En el recuerdo de Miranda, a Bolaño lo que le interesaba de la literatura chilena, especialmente de la narrativa, era lo que venía. El futuro. El presente le era esquivo y a veces derechamente hostil. En una entrevista Carlos Franz defendió a Donoso y dijo que el autor de Los detectives salvajes cultivaba “un solo registro y hasta se ha vuelto monótono”. La forma en que reaccionó Eltit fue más dura: “Patero y cortesano”, le dijo, y luego añadió: “No muy inteligente”. También se especuló que ella había notado, en esa cena en su casa, que a Bolaño le faltaba un diente. Luego, la escritora practicó la indiferencia: nunca ha hablado del impasse que mantuvo con el escritor y tampoco se ha referido a su obra. El problema es que el novelista ya estaba en modo combate y respondió como si hubiera una guerra de por medio.

“Dice un escritor en la prensa que lo que más le sorprendió de mí es que yo era cortesano y me faltaba un diente. Lo que más le divirtió. A mí me faltan muchas muelas, pero muchas, como a Gary Snyder. Supongo que esta mujer no debe tener idea de quién es Gary Snyder, pero espero que alguien lo sepa. Es como si viera al Quijote y dijera huy, le falta una mano, es manco. Ese es el nivel de discusión. Esas son las señoras que hacen la literatura en este país”, dijo Bolaño en el programa Off the Record. “Estos mismos que me han criticado, como yo no los he alabado… Yo no puedo alabar literaturas que no me gustan, libros que son plagios de Graham Greene, de cosas que ya están acabadas. Bueno, pues estos mismos que se murieron en alabanzas conmigo, ahora dicen solo tiene dos libros buenos, el resto es monótono. Los detectives salvajes debe ser monótono, puesto que ellos no conocían los detectives entonces. Es terrible. Además es gente que me la voy encontrando… Es una película de terror. Y esto no es un desahogo”, añadió.

Bolaño volvería una tercera vez a Chile, después de 1998 y 1999, pero la última lo hizo sin publicidad. Viajó solo, sin su esposa ni su hijo.
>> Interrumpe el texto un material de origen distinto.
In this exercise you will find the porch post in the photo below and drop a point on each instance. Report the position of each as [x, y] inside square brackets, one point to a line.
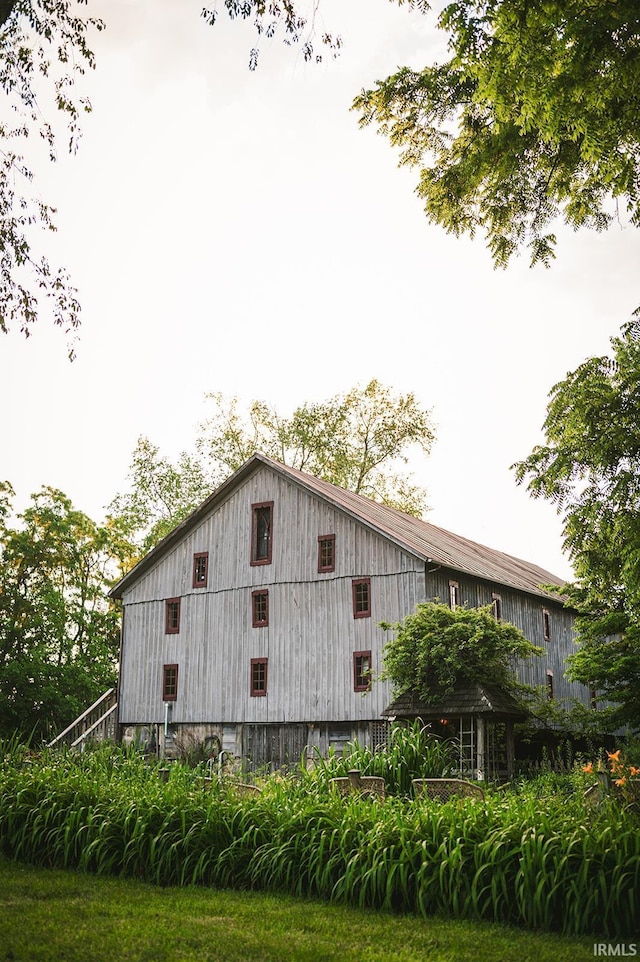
[480, 748]
[510, 746]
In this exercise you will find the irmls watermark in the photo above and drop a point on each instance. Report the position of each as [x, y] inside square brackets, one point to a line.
[621, 949]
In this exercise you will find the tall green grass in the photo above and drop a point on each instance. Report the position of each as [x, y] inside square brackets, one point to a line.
[540, 861]
[412, 752]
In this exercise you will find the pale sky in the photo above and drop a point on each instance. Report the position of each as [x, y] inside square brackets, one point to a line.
[234, 231]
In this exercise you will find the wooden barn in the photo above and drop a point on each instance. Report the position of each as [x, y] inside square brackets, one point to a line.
[253, 627]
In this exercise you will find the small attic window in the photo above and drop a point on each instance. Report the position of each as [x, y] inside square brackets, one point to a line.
[200, 569]
[261, 540]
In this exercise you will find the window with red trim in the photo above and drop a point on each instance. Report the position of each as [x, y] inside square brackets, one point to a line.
[200, 569]
[361, 588]
[326, 552]
[361, 670]
[259, 608]
[172, 616]
[550, 689]
[261, 533]
[454, 595]
[496, 607]
[258, 676]
[169, 682]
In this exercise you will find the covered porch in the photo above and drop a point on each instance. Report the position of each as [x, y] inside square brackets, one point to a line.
[479, 717]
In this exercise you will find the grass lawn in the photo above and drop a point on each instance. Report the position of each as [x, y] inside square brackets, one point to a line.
[51, 915]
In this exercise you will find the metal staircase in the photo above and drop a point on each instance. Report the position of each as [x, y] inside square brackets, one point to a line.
[97, 723]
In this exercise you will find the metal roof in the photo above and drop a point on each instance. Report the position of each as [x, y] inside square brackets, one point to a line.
[425, 541]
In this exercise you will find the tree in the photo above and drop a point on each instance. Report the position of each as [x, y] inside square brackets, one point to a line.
[358, 440]
[59, 636]
[436, 647]
[533, 117]
[160, 495]
[590, 469]
[43, 48]
[346, 440]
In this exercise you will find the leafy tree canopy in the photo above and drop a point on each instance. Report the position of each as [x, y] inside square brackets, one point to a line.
[535, 115]
[590, 469]
[436, 647]
[43, 50]
[358, 440]
[59, 636]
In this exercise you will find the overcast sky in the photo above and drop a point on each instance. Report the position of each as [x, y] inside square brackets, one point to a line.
[235, 231]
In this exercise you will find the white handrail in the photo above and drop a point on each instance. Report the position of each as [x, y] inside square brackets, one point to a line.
[81, 717]
[100, 721]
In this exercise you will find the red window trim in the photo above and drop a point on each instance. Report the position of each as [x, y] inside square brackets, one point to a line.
[454, 595]
[254, 547]
[170, 629]
[165, 670]
[496, 606]
[550, 685]
[258, 692]
[322, 538]
[195, 583]
[363, 613]
[255, 621]
[356, 685]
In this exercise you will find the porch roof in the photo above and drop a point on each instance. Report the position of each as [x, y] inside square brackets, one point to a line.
[466, 699]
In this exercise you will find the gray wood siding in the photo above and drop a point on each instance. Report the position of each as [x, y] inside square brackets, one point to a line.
[311, 635]
[524, 611]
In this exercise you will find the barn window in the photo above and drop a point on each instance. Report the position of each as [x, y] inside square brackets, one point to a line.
[258, 676]
[326, 552]
[200, 569]
[496, 607]
[361, 670]
[361, 588]
[169, 682]
[454, 595]
[550, 691]
[261, 540]
[172, 616]
[259, 608]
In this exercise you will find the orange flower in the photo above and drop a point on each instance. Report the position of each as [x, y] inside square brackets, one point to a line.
[614, 758]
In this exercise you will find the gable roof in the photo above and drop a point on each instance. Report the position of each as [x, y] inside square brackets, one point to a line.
[429, 543]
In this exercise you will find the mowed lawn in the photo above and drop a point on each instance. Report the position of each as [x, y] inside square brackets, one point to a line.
[52, 915]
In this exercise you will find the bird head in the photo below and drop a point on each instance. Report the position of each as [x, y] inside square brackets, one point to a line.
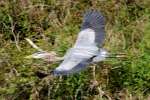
[47, 56]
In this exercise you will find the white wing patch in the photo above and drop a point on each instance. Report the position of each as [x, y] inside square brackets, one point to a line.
[68, 66]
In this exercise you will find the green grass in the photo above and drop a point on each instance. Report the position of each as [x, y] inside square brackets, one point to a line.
[53, 26]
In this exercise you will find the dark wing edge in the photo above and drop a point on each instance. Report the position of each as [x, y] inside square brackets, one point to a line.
[94, 20]
[78, 68]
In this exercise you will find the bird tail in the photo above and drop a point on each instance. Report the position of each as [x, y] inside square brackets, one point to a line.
[94, 20]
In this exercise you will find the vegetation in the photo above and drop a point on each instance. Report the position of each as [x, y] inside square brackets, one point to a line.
[53, 25]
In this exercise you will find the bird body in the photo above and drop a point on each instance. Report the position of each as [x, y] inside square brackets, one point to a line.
[87, 46]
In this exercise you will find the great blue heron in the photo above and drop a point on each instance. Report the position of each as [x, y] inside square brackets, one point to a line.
[87, 49]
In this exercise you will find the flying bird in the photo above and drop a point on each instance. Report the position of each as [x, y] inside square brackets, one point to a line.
[87, 48]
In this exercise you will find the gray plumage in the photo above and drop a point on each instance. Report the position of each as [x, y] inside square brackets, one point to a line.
[87, 45]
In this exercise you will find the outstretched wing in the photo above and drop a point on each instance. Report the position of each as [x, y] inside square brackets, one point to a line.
[87, 44]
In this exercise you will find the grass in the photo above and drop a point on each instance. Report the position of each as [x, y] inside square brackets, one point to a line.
[53, 26]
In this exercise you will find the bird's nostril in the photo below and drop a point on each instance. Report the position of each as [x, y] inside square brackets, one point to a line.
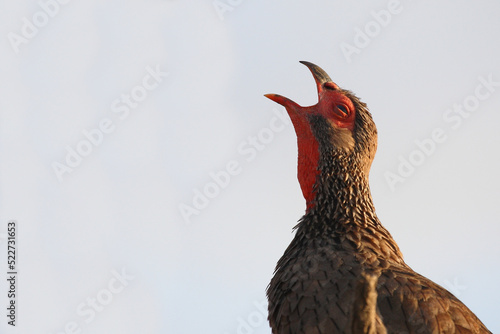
[343, 109]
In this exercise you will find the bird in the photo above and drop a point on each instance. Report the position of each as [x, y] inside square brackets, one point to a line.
[340, 244]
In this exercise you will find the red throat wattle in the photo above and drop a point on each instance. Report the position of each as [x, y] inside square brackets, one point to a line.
[334, 106]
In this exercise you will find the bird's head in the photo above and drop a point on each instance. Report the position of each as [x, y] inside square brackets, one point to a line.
[335, 136]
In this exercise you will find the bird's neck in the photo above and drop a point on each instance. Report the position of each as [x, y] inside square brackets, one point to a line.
[342, 211]
[341, 194]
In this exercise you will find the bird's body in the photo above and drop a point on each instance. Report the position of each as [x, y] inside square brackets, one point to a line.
[340, 238]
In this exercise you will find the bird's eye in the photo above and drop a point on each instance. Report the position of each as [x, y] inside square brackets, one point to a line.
[343, 109]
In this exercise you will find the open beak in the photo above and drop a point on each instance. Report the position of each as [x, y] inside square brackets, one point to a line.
[320, 77]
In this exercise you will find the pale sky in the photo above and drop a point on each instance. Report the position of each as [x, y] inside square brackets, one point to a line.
[154, 187]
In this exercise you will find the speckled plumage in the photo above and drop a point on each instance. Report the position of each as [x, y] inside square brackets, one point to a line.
[340, 238]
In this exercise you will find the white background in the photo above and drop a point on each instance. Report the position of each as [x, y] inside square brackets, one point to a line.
[119, 208]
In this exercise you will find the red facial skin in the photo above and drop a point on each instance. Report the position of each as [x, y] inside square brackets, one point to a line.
[330, 99]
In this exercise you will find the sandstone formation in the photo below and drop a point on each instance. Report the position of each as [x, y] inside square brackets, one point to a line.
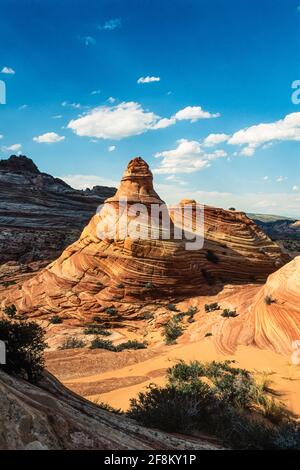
[50, 417]
[40, 215]
[105, 267]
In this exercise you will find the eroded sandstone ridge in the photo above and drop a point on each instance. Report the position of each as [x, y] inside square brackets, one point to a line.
[40, 215]
[48, 417]
[103, 267]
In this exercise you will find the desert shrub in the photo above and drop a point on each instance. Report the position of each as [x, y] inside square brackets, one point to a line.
[111, 311]
[55, 320]
[149, 285]
[107, 407]
[208, 277]
[172, 308]
[192, 310]
[227, 313]
[147, 316]
[10, 311]
[72, 343]
[8, 283]
[131, 344]
[269, 300]
[220, 399]
[25, 345]
[212, 257]
[99, 343]
[172, 331]
[212, 307]
[96, 330]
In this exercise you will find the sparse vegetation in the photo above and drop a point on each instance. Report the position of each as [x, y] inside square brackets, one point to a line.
[10, 311]
[172, 308]
[212, 257]
[55, 320]
[99, 343]
[269, 300]
[72, 343]
[112, 311]
[25, 345]
[96, 330]
[8, 283]
[227, 313]
[172, 331]
[219, 399]
[212, 307]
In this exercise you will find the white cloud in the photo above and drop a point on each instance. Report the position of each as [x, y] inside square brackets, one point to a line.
[280, 179]
[14, 147]
[253, 137]
[187, 157]
[116, 122]
[148, 79]
[66, 104]
[88, 40]
[110, 25]
[48, 138]
[8, 71]
[279, 203]
[87, 181]
[164, 122]
[215, 139]
[193, 113]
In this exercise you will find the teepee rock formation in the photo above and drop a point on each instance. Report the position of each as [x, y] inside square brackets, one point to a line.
[105, 266]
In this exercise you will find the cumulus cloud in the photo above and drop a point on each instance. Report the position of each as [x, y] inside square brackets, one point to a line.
[8, 71]
[110, 25]
[253, 137]
[87, 181]
[148, 79]
[193, 113]
[14, 148]
[48, 138]
[187, 157]
[215, 139]
[116, 122]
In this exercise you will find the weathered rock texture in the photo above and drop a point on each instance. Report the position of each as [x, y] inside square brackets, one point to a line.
[101, 269]
[51, 417]
[40, 215]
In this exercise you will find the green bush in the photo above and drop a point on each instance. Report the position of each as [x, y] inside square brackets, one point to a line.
[55, 320]
[131, 344]
[172, 308]
[212, 257]
[72, 343]
[99, 343]
[219, 399]
[96, 330]
[172, 331]
[212, 307]
[227, 313]
[111, 311]
[25, 345]
[10, 311]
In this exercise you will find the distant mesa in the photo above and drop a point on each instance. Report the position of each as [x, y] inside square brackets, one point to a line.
[95, 272]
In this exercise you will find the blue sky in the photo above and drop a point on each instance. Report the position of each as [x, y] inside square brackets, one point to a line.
[212, 113]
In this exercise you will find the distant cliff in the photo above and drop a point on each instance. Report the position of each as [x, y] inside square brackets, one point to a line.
[40, 215]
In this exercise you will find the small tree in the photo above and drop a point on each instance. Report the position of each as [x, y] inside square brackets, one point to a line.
[25, 345]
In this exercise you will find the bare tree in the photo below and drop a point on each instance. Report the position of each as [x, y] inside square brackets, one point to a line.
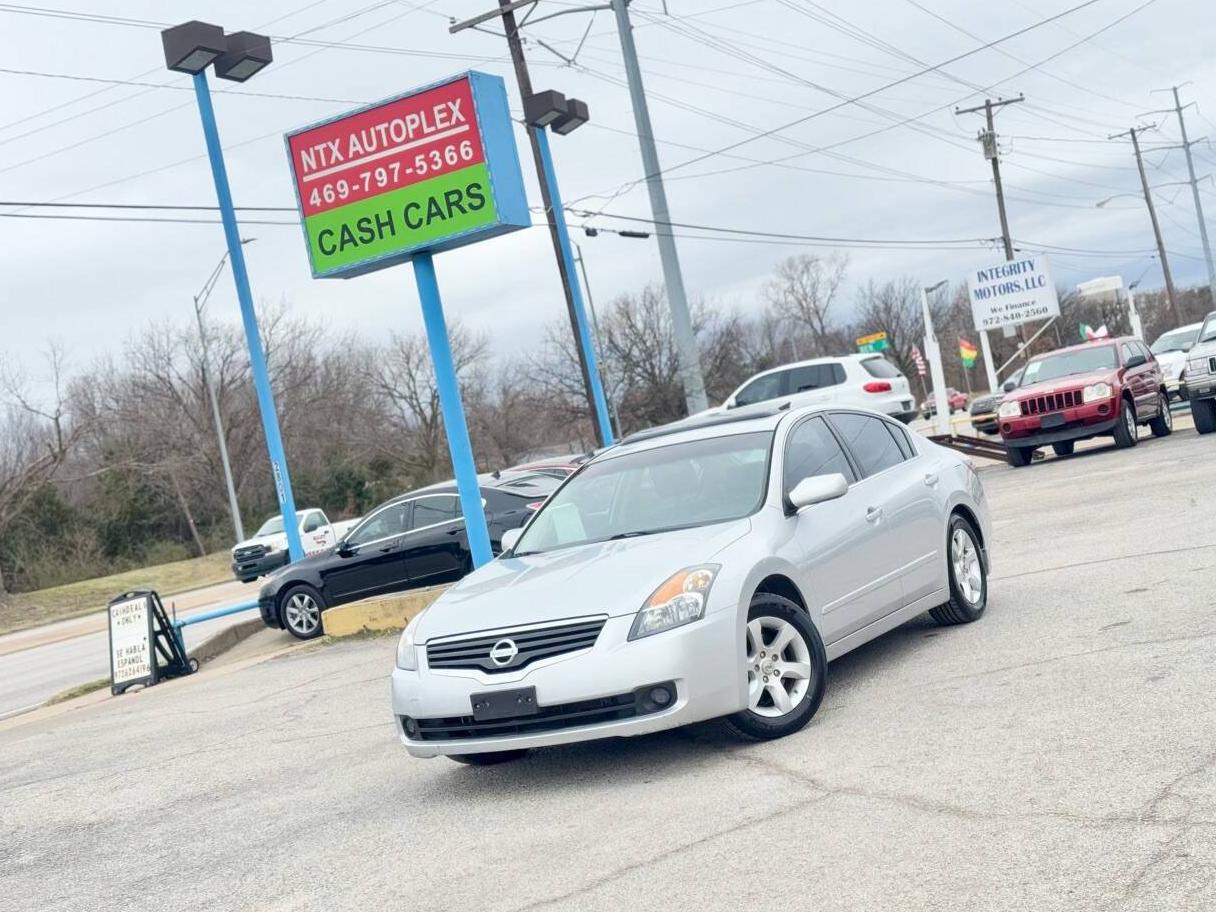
[803, 292]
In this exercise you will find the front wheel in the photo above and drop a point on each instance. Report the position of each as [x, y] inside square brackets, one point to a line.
[1125, 428]
[786, 666]
[968, 575]
[1163, 424]
[300, 612]
[1204, 412]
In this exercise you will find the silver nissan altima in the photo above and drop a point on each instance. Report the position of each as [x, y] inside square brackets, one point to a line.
[701, 570]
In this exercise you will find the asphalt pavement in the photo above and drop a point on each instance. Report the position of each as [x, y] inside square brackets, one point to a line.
[1059, 754]
[39, 663]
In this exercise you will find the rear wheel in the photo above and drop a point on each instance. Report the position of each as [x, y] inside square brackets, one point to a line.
[300, 612]
[1204, 412]
[491, 759]
[1125, 428]
[786, 668]
[968, 576]
[1019, 456]
[1163, 424]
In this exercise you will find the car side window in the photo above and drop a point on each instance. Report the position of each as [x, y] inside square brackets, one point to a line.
[812, 450]
[382, 524]
[761, 389]
[438, 508]
[873, 446]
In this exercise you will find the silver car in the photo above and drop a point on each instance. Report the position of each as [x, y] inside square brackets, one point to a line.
[697, 572]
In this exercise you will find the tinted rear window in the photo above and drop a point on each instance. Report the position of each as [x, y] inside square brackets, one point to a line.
[880, 367]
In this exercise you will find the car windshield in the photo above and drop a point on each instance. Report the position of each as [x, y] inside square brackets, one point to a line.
[673, 487]
[1082, 360]
[274, 525]
[1174, 341]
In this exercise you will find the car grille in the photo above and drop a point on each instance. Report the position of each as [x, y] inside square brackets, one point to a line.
[529, 643]
[1051, 403]
[546, 719]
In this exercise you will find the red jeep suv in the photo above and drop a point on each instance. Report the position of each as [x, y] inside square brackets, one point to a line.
[1107, 387]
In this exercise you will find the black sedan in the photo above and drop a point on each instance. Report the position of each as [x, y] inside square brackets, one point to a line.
[415, 540]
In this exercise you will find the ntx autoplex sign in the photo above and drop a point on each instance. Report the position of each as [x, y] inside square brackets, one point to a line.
[429, 170]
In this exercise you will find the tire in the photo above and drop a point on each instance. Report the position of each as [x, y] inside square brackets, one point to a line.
[1163, 424]
[1125, 428]
[491, 759]
[1019, 456]
[1204, 412]
[800, 662]
[968, 575]
[299, 612]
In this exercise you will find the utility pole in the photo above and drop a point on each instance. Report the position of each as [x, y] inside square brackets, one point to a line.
[1152, 214]
[992, 152]
[681, 319]
[1194, 191]
[507, 11]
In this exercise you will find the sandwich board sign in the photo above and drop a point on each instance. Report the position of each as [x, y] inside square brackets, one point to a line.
[403, 179]
[1012, 292]
[433, 169]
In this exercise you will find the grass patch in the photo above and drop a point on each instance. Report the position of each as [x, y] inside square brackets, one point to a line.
[31, 609]
[78, 691]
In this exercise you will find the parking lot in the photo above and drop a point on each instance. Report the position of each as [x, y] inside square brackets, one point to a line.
[1057, 755]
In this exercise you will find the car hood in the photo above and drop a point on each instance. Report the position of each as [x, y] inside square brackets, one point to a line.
[603, 578]
[1073, 381]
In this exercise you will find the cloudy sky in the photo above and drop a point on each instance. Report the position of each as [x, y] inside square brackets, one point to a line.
[89, 114]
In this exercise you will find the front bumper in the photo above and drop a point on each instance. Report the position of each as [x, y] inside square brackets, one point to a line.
[254, 567]
[702, 659]
[1079, 423]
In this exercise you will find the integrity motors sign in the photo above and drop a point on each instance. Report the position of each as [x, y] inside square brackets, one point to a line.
[1012, 292]
[428, 170]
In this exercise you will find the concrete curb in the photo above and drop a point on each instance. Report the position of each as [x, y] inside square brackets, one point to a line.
[383, 613]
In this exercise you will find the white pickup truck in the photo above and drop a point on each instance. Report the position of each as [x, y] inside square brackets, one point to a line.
[268, 549]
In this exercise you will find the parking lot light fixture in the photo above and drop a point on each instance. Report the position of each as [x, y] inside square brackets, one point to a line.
[192, 46]
[245, 55]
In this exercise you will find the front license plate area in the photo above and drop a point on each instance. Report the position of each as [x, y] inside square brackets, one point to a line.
[504, 704]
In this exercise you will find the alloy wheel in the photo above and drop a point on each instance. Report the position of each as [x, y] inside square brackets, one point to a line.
[302, 613]
[778, 664]
[966, 561]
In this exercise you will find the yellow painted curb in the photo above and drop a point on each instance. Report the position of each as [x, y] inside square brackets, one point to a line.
[392, 612]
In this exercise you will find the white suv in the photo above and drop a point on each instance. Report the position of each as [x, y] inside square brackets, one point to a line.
[867, 381]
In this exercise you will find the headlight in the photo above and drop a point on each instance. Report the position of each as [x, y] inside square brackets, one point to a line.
[1098, 390]
[680, 600]
[406, 652]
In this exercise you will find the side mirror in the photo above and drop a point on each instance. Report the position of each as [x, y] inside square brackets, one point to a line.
[511, 538]
[817, 489]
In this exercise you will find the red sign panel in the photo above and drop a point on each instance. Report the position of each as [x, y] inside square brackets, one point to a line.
[387, 147]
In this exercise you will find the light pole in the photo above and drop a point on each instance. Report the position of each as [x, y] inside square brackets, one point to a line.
[209, 382]
[933, 352]
[192, 48]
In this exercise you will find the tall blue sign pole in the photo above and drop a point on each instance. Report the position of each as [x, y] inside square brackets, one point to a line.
[248, 317]
[580, 310]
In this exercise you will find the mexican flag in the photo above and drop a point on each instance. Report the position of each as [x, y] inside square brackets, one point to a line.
[967, 352]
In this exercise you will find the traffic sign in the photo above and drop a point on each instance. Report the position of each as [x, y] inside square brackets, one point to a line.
[429, 170]
[874, 342]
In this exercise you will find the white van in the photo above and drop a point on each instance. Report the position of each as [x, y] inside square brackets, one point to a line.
[868, 381]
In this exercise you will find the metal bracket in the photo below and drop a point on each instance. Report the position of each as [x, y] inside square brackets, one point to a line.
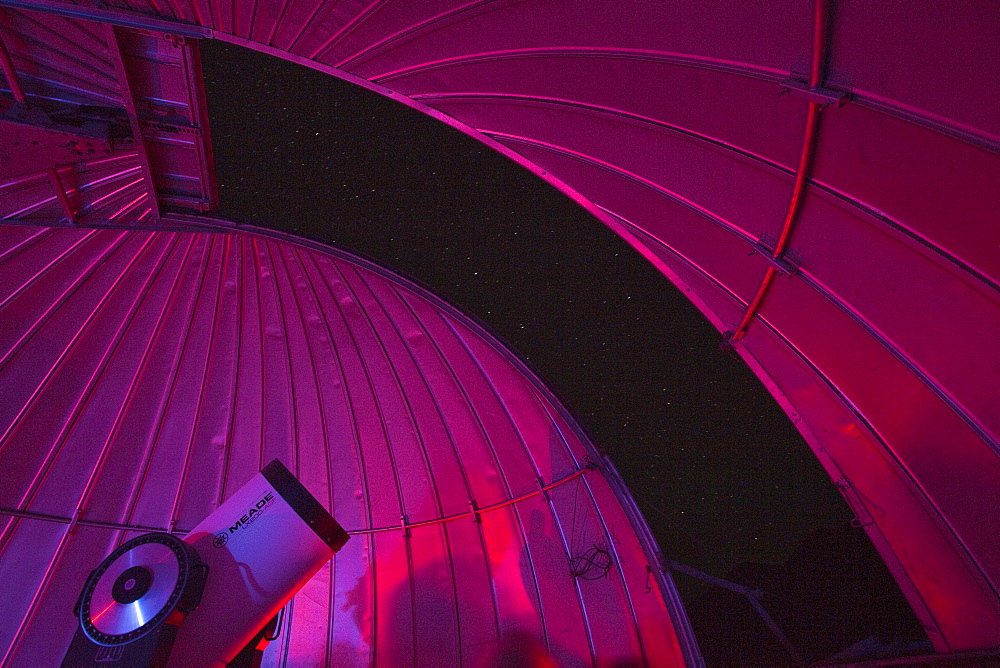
[818, 94]
[783, 266]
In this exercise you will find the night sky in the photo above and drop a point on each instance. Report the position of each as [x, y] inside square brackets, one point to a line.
[718, 470]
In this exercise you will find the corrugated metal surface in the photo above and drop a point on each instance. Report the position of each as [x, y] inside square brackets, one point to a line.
[147, 375]
[686, 127]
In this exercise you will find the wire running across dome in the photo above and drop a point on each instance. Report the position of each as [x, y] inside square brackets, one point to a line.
[820, 178]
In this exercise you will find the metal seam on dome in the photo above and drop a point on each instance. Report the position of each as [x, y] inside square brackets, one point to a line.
[755, 159]
[877, 439]
[26, 513]
[375, 48]
[115, 16]
[666, 57]
[956, 406]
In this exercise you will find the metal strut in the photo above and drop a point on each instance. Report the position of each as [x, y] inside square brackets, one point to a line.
[816, 103]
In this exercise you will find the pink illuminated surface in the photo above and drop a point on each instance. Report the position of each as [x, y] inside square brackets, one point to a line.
[682, 126]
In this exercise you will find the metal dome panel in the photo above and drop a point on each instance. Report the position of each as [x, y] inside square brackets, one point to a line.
[147, 375]
[821, 179]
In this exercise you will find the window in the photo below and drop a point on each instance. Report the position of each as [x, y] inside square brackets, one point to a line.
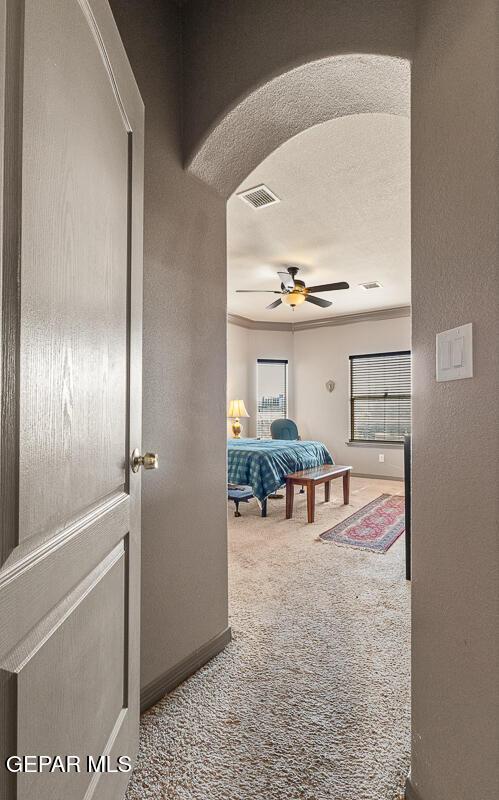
[271, 394]
[380, 397]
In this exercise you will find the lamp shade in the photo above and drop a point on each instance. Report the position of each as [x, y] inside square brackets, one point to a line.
[237, 409]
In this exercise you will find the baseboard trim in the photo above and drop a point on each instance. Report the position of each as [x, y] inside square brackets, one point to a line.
[173, 677]
[410, 792]
[379, 477]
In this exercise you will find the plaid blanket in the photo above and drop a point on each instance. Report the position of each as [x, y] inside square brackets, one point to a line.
[264, 463]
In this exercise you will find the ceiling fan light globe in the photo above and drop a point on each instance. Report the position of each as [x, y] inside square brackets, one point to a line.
[293, 298]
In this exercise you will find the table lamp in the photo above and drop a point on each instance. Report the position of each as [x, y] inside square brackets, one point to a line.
[237, 409]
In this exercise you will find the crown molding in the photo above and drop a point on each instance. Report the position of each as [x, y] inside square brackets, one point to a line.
[321, 322]
[255, 325]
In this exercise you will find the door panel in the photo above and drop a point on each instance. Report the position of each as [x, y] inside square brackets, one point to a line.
[70, 388]
[74, 288]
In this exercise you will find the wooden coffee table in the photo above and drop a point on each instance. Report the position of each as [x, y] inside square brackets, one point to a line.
[312, 478]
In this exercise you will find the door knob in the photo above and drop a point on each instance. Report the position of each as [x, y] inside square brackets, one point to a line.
[148, 461]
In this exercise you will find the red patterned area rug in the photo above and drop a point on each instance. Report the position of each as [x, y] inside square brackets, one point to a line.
[374, 527]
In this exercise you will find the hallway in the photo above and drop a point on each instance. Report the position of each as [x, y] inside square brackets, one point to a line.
[311, 698]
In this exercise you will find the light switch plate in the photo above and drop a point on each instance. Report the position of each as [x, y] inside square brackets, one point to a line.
[454, 353]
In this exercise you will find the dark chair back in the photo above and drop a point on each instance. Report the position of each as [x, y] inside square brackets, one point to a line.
[284, 429]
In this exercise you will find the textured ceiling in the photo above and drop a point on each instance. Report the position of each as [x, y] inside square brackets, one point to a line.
[294, 102]
[344, 215]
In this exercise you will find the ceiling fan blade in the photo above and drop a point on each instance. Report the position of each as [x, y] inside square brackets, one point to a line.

Vio a algunos amigos, evitó cualquier entrevista y se marchó con el mismo silencio que llegó. Los años de la transición se evaporaban, a la fiesta noventera se le terminaba el efectivo y, entre otras cosas, la narrativa chilena que había reinado por una década perdía conexión con los lectores. Es difícil que Bolaño haya venido a ver cómo se apagan las luces, pero seguro que vio que el campo empezaba a ser otro y en esa batalla antojadiza que dio por desenmascarar a los impostores él estuvo cerca de ganar. La generación de Alejandro Zambra y Álvaro Bisama lo leyó como un maestro que le dio las llaves para avanzar por otro camino. La grieta que abrió en sus visitas se transformó en una ruta de salida hacia algo nuevo.

Bolaño siguió escribiendo, corriendo detrás una enfermedad que le pisaba los talones. Su hígado fallaba desde inicios de los 90 y ya no le quedaba más tiempo. Sus amigos lo sabían perfectamente, pero él solo lo hizo oficialmente público en una entrevista que le dio a Rodrigo Pinto en abril de 2003. Para esa fecha estaba trabajando frenéticamente en la novela 2666, a la que no le pudo poner punto final. Murió el martes 15 de junio en el Hospital Valle de Hebrón, de Barcelona, después de 12 días sedado. Gigante en vida, después de muerto su leyenda cruzó fronteras y se convirtió en un mito en todo el mundo. Antes, cuando regresó a Chile después de vagabundear por México, España y todo el planeta, sacudió la literatura chilena.